Although fungi and bacteria both participate in the decomposition and mineralization of plant material (Moorhead & Sinsabaugh, 2000), the major participation of bacteria is restricted to the later stages of leaf litter degradation only after leaf material has been partially broken down by fungi (Newell, 1993; Baldy et al., 1995; Kominkova et al., 2000). Most works reveal fungi, especially aquatic hyphomycetes, as the dominant players, in terms of activity and biomass increase, during early decomposition of leaf litter in aquatic ecosystems (Baldy et al., 1995; Romaní et al., 2006). However, phenol-degrading bacteria may also be involved in decomposition of recalcitrant plant material in aquatic environments, although their potential role is much less investigated.

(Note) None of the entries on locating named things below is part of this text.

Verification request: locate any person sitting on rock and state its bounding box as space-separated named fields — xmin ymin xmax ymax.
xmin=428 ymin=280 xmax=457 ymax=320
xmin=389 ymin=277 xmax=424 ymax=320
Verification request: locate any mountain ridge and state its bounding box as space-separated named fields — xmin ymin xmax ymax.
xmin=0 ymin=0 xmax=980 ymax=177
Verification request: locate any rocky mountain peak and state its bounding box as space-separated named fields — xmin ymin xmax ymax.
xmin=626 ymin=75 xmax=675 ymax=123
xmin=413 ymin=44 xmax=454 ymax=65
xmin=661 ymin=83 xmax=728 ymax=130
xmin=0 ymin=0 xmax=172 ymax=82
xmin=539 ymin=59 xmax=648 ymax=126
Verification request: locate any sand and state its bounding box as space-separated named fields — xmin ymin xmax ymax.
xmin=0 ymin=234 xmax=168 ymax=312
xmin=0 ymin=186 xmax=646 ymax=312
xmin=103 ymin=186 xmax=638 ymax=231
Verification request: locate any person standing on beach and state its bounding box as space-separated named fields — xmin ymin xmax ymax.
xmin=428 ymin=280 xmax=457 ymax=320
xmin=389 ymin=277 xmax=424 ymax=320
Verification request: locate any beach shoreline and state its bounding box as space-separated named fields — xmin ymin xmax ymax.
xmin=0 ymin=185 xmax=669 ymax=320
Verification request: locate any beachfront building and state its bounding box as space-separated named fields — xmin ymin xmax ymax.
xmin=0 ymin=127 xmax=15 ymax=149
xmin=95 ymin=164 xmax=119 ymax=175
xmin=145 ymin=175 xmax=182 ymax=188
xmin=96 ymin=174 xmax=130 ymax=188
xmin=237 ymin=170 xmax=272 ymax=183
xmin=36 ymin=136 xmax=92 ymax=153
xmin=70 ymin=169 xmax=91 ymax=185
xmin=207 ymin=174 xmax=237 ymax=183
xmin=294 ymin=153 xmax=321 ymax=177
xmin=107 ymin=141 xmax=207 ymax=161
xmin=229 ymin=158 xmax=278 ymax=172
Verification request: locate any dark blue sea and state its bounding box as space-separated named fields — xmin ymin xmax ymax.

Phenol-degrading bacteria are highly adaptive, as observed through the analysis of key functional genes in communities growing in biological wastewater treatment plants (Futamata et al., 2003; Basile & Erijman, 2010). Phenol hydroxylases, which convert phenol into catechol derivatives via hydroxylation, are specific phenol oxidases generally involved in the degradation of organic compounds. These enzymes have been extensively studied at the molecular level, and they can now be detected in natural samples by high-throughput analytical methods. Multicomponent phenol hydroxylases (mPHs) are considered to be predominant in nature (Nordlund et al., 1993; Watanabe et al., 2002). The largest subunit of multicomponent phenol hydroxylases (LmPHs) has been used as a molecular marker to assess the functional and genetic diversities of biotechnologically relevant phenol-degrading bacteria (Futamata et al., 2005; Viggor et al., 2008). Moreover, phenol-degrading bacteria have been isolated and characterized from the phyllosphere of trees showing that leaves may contain a significant bacterial diversity with respect to LmPH sequence similarities (Sandhu et al., 2009). However, to the best of our knowledge, no experimental report exists describing the change in the bacterial phenol-degrading community during leaf litter by the use of selected molecular markers targeting to functional genes.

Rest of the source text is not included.